This sounds fairly accurate. Other comments about passing other planes or having a ground speed of 250 kts has no bearing on the true performance of a plane. There are a couple of days I could have had a C-182 doing 200 kts over the ground. Meaningless. P Baron = $$$ maintenance, so I've heard. Duke = $$$$$$$$ maintenance and big gas and runway guzzler. What is the premise of the paper? Are you looking for certain price ranges to start? Are you trying to define a client/customer for this study? Payload considerations?Lrjtcaptain said:The B58 Baron is an excellent airplane. I was flying a 1994 B58 with IO550 n/a and we figured operating cost of the airplane was $170 an hour.
The Duke however would be a different story. Don't know operating cost of the duke but i know it spends most the time in the mant. hangar.
Twin cessnas are more roomy for pax comfort then a baron, but on a performance level, id take a Baron any day of the week. Plus most twin cessnas have higher operating costs.
Flew an old PA31-325TC navajo back in the day. Quite expensive to operate, about $350 an hour at 180kts but spent alot of time down due to mag/alt/turbo problems. The baron never really had too many issues yet figured an average TAS of about 195KTS.

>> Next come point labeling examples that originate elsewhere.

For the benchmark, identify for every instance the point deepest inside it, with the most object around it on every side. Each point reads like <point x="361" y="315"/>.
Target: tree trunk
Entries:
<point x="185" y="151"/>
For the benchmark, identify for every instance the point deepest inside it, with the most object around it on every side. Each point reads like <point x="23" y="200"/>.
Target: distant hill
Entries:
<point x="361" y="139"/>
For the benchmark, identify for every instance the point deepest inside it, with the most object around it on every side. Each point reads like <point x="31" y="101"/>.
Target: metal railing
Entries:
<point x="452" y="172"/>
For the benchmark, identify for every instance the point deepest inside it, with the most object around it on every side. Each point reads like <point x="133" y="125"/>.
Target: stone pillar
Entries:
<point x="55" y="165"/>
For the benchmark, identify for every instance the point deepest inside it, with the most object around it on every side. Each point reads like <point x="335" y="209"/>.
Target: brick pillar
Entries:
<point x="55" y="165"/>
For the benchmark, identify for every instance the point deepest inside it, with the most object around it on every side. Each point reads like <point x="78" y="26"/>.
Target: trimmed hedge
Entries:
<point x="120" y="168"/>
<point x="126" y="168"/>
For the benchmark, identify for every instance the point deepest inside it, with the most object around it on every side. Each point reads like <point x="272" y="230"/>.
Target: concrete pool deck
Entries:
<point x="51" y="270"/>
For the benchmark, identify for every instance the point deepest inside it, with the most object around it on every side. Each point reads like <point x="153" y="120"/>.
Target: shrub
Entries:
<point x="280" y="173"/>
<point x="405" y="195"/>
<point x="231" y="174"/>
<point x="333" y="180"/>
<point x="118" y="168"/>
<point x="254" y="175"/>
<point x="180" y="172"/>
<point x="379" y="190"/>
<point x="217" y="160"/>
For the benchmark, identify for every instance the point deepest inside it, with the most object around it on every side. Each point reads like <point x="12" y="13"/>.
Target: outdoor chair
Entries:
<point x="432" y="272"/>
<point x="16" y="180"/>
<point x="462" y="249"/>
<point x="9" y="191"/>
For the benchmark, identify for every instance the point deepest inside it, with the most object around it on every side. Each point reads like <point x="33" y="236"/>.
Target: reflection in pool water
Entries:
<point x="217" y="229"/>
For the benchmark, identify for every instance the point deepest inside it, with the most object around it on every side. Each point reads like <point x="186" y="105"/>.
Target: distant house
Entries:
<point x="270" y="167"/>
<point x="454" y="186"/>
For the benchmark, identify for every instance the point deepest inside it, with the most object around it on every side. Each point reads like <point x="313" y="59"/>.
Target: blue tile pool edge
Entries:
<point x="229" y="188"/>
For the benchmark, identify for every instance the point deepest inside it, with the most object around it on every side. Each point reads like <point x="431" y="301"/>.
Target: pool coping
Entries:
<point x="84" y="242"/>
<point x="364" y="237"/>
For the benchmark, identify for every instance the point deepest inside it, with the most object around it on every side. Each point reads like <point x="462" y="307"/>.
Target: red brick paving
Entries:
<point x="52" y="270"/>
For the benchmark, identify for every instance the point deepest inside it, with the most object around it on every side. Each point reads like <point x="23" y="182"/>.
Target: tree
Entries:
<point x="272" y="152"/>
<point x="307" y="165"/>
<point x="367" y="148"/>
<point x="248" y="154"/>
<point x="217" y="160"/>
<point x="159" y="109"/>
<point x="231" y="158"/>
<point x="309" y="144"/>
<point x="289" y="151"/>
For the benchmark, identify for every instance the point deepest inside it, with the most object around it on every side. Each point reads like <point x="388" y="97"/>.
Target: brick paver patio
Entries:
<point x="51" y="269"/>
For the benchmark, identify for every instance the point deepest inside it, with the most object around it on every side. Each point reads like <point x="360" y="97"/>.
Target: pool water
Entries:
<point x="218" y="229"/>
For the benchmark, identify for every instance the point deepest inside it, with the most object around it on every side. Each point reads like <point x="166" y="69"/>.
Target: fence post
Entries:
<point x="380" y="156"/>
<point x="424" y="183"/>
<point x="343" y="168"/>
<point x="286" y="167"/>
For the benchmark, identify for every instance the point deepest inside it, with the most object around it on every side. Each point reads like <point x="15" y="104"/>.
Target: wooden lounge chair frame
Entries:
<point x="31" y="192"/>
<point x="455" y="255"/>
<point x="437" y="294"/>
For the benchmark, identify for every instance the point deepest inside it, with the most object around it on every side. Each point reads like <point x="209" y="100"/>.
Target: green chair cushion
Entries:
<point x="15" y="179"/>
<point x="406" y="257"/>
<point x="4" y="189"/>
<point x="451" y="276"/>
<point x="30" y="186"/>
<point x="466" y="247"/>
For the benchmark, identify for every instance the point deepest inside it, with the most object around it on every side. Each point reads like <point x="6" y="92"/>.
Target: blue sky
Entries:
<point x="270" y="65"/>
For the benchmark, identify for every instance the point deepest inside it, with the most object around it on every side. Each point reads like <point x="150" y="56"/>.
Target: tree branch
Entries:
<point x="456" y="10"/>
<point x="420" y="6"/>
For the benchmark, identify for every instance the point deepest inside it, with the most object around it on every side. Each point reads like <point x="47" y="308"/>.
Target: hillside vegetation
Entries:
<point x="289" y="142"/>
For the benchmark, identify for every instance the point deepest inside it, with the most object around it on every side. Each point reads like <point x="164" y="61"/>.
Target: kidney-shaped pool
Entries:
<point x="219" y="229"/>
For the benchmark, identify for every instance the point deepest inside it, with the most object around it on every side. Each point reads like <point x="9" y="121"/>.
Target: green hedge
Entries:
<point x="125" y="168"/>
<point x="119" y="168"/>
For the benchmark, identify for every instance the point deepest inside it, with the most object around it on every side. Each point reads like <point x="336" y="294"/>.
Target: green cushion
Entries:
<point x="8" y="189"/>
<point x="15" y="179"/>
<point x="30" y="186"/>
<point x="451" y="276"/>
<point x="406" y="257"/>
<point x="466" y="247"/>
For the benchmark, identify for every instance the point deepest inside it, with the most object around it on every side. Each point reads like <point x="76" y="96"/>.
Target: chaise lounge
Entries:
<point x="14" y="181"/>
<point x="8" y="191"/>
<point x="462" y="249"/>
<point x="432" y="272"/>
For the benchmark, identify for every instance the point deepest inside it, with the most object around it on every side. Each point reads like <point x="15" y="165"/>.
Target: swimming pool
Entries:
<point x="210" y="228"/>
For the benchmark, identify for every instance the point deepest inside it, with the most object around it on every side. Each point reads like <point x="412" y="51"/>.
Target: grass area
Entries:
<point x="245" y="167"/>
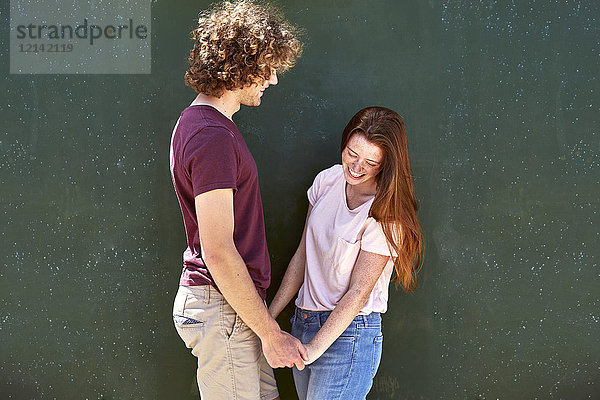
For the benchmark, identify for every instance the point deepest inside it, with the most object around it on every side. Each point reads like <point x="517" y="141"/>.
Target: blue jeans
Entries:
<point x="346" y="370"/>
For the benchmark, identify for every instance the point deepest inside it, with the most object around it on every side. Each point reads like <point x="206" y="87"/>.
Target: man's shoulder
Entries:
<point x="203" y="124"/>
<point x="200" y="117"/>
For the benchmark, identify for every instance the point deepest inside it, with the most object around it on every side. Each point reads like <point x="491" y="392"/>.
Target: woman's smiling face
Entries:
<point x="362" y="162"/>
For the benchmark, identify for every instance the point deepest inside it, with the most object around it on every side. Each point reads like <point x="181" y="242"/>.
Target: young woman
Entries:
<point x="361" y="225"/>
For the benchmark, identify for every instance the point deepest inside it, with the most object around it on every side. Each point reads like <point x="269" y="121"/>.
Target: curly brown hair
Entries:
<point x="237" y="43"/>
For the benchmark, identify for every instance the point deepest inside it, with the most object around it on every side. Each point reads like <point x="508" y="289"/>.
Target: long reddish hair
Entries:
<point x="394" y="206"/>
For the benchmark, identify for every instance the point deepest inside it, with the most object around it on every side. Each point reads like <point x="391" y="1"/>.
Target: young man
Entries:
<point x="219" y="310"/>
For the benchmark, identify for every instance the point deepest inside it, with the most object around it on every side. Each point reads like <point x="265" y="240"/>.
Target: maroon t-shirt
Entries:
<point x="207" y="153"/>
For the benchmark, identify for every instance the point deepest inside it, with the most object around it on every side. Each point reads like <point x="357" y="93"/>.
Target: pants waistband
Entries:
<point x="321" y="317"/>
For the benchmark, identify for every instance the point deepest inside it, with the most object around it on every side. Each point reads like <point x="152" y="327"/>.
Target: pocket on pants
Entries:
<point x="377" y="348"/>
<point x="190" y="330"/>
<point x="231" y="323"/>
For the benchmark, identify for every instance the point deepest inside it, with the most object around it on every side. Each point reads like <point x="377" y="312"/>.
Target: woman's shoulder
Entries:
<point x="324" y="182"/>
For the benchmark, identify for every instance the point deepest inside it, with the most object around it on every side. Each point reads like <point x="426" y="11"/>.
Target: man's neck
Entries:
<point x="228" y="104"/>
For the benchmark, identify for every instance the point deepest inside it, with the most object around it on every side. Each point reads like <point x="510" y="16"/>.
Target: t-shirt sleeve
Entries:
<point x="211" y="160"/>
<point x="373" y="239"/>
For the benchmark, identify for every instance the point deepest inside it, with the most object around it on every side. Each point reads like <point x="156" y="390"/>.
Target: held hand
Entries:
<point x="283" y="350"/>
<point x="313" y="353"/>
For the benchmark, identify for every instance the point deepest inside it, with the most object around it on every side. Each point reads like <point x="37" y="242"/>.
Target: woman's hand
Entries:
<point x="313" y="353"/>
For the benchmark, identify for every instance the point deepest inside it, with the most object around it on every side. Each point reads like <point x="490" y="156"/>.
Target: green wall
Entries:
<point x="501" y="102"/>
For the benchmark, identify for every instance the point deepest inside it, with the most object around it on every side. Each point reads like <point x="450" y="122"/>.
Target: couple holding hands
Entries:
<point x="361" y="227"/>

I can believe a Chieftan doing 215 at 18,000, but how many operators do that? Were you flying freight with no pax and using a cannula or mask? Finding the "perfect" twin or any aircraft for that matter is going to be a compromise and fairly subjective in the end. Define the mission - speed, range, payload, performance, cabin class, purchase cost, maintenance cost, insurance cost, etc. Many airplanes to choose from. Hope they find a viable solution to the pending AVgas shortage in the future. Try some of the site that provide aircraft comparisons - AOPA, planequest, chiefpilot, Conklin & de Dekker, etc. (Some info is free - others not) Good luck.